An artist Lena Sulkovskaia offers her own version of the topography of this narrative using a certain graphical method detecting and simultaneously concealing the square in front of the Government House (in order to indicate the ambiguity of this place: power and opportunity for its overthrow at the same time).

Another exhibitor Sergey Shabohin transfers the confrontation between repressive power mechanics and social protest tactics to the space of everyday life. His series Practices of Subordination combines various objects of fear. For example, personal items left in parks or ATMs as a symbol of the summer financial crisis in Belarus. One of the connecting parts of these items is a water pipe from the artist’s own apartment, the smell of which, according to his words, symbolizes the rotten socialism in Belarus.

The works of two other young artists in the exhibition – Eugene Shadko and Marina Naprushkina – present two different versions of subjectivation: through the personification of protest political reality (in Shadko’s work), and through the personal identification with the “face” of the Belarusian State (Naprushkina). Thus, Eugene Shadko depicts in his work a teenager with long hair hiding his face and with the photo of a political prisoner Dmitry Dashkevich (one of the young political activists) on his chest.

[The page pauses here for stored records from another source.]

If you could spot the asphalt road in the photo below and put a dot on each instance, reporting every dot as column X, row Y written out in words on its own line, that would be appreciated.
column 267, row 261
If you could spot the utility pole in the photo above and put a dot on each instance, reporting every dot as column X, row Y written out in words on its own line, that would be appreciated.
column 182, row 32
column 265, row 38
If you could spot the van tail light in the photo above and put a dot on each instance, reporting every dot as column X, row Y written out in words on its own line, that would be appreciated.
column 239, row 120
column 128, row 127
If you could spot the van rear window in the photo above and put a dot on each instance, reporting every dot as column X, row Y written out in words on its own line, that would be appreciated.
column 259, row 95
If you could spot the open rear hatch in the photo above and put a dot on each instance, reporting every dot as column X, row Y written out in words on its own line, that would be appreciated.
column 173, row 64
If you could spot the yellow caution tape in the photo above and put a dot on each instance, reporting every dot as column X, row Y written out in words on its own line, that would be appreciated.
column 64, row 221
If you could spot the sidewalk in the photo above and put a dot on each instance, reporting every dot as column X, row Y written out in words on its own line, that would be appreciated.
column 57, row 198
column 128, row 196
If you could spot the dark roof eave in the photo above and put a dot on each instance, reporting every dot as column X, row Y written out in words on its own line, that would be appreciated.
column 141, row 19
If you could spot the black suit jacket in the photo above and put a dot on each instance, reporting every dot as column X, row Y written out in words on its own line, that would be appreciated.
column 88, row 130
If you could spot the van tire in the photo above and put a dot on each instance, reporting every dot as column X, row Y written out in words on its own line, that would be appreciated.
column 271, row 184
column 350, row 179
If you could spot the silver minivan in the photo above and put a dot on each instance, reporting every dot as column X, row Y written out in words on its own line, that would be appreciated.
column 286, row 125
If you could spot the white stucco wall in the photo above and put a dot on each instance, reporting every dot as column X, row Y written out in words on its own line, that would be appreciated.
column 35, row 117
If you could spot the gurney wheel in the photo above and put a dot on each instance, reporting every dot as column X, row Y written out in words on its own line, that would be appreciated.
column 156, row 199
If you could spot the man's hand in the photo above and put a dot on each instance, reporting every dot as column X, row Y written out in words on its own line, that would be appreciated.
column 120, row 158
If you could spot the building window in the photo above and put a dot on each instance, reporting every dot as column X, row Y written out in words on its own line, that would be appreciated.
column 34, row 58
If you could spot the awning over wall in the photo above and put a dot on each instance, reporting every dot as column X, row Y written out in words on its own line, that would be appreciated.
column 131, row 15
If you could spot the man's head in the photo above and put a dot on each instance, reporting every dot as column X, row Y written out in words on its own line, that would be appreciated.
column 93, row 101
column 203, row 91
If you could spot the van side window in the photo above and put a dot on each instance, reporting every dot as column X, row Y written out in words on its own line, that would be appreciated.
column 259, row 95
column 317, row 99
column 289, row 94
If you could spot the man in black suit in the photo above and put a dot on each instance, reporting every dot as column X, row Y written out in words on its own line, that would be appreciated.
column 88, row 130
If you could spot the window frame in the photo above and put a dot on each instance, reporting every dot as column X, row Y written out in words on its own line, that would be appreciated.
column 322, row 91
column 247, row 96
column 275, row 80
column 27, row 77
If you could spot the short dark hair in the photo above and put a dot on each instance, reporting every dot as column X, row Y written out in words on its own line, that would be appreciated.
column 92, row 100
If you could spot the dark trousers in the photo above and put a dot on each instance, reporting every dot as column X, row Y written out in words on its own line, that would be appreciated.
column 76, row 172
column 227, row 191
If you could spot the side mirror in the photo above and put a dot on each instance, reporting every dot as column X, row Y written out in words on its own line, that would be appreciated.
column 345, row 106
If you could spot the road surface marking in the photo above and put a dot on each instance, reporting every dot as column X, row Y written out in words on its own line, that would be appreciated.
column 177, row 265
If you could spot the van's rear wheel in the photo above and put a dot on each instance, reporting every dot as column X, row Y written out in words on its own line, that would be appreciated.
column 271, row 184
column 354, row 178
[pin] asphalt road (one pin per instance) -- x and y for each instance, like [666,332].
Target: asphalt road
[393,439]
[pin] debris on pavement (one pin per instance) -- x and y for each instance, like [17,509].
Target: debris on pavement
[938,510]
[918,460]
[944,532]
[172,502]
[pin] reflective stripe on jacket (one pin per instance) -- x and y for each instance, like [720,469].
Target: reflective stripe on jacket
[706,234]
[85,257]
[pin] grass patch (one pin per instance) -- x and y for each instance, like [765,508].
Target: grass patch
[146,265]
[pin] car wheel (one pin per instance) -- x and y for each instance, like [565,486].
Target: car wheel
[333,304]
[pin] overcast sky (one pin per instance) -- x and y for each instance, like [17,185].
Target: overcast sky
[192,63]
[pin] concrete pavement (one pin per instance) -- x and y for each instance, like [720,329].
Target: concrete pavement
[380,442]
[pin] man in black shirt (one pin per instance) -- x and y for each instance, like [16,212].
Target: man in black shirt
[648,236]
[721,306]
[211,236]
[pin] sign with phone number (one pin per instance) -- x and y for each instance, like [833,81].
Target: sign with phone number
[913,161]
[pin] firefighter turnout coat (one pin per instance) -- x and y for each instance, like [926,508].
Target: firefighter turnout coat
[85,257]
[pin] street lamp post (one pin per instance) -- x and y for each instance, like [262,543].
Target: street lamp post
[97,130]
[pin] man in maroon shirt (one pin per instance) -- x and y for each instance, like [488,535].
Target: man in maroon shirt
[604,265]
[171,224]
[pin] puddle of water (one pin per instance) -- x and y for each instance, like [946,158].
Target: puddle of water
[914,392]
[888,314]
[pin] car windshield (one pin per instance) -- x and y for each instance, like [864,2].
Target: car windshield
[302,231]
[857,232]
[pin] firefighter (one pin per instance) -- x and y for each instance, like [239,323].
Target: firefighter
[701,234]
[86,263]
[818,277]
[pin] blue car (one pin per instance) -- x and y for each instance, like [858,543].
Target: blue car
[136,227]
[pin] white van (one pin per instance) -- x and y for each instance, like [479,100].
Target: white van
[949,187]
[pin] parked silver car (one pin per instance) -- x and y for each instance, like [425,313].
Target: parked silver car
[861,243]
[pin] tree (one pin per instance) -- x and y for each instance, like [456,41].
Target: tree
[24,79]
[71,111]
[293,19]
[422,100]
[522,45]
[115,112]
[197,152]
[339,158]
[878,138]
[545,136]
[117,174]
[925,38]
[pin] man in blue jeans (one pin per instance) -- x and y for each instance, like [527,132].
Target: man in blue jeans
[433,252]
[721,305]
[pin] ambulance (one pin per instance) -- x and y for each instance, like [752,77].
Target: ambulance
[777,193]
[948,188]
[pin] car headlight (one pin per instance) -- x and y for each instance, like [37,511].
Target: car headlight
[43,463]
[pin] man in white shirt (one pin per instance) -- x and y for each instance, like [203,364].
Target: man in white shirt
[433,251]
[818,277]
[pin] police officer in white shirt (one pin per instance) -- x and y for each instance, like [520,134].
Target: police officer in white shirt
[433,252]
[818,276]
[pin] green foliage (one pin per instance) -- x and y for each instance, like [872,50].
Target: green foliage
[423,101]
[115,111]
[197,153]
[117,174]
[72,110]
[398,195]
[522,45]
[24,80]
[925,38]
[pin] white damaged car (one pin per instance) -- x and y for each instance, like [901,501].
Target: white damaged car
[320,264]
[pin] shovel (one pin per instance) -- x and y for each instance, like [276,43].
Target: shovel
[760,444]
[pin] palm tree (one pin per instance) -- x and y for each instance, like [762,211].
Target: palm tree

Naprushkina Marina in her film “Patriot” walks in Minsk with the portrait of Lukashenko.

The strategy of subjectivation and personalization of Belarusian society reaches its culmination in Denis Limonov’s “Letter to the Prosecutor General of Belarus”. In this letter, the artist claims the involvement of Art Group “Lime Blossom” (he is the leader of this group) in the series of bomb blasts in Belarus public places during the period from 2005 to 2011 when the tragedy in the Minsk subway was occurred where fifteen people were killed and more than two hundred were injured (the accused of the organization of the last terrorist attack were executed in March 2012).

In this letter the artist also acknowledges the connection of his art group with some terrorist groups of European countries. He also mentions that the motive for his actions (which he considers artworks) is the prevention of “large-scale political terror” and “drawing public attention to the problem of constitutional fascism in the republic” with the help of local actions.
 
 




Antibrainwash project,
central poster —
drawing by Nikita Kadan

“The personal is political”


Another Belarusian reality the younger generation of Belarusian artists work with is composed of a series of oppositions: on the one hand, the series of “physics” (quite traditional forms of coercion) and “microphysics” of authority (invisible and dispersed forms of control), and a set of strategies of resistance on the other hand. The first one is associated with humiliation and fear, and the other – with protest, active position and solidarity.

Young Belarusian artists offer other active participants of social life (researchers or counter-elites members) new strategies and tactics, which take form of thorough work with specific social dimensions and phenomena.

At the same time everyday reality becomes a source of inspiration. It is important that it tends to personification and subjectivation related to its own biography and destiny. The young generation of Belarusian artists seemed to put a new meaning to the feminist slogan “the personal is political”, thereby a new private (the opposition to one person and his subordinate impersonal device) and a new political (a variety of practices of social participation and local actions, a manifestation of solidarity) is born.





Marina Naprushkina,
The Office for Anti-propaganda,

2009-2012

Notes:
1  Belarusian intellectual Almira Ousmanova considers the slogan “Let’s Buy Belarusian!” a symbol of construction (by the government) the nation not as a community of tradition, language and history, but as “the community of practice of consumption.”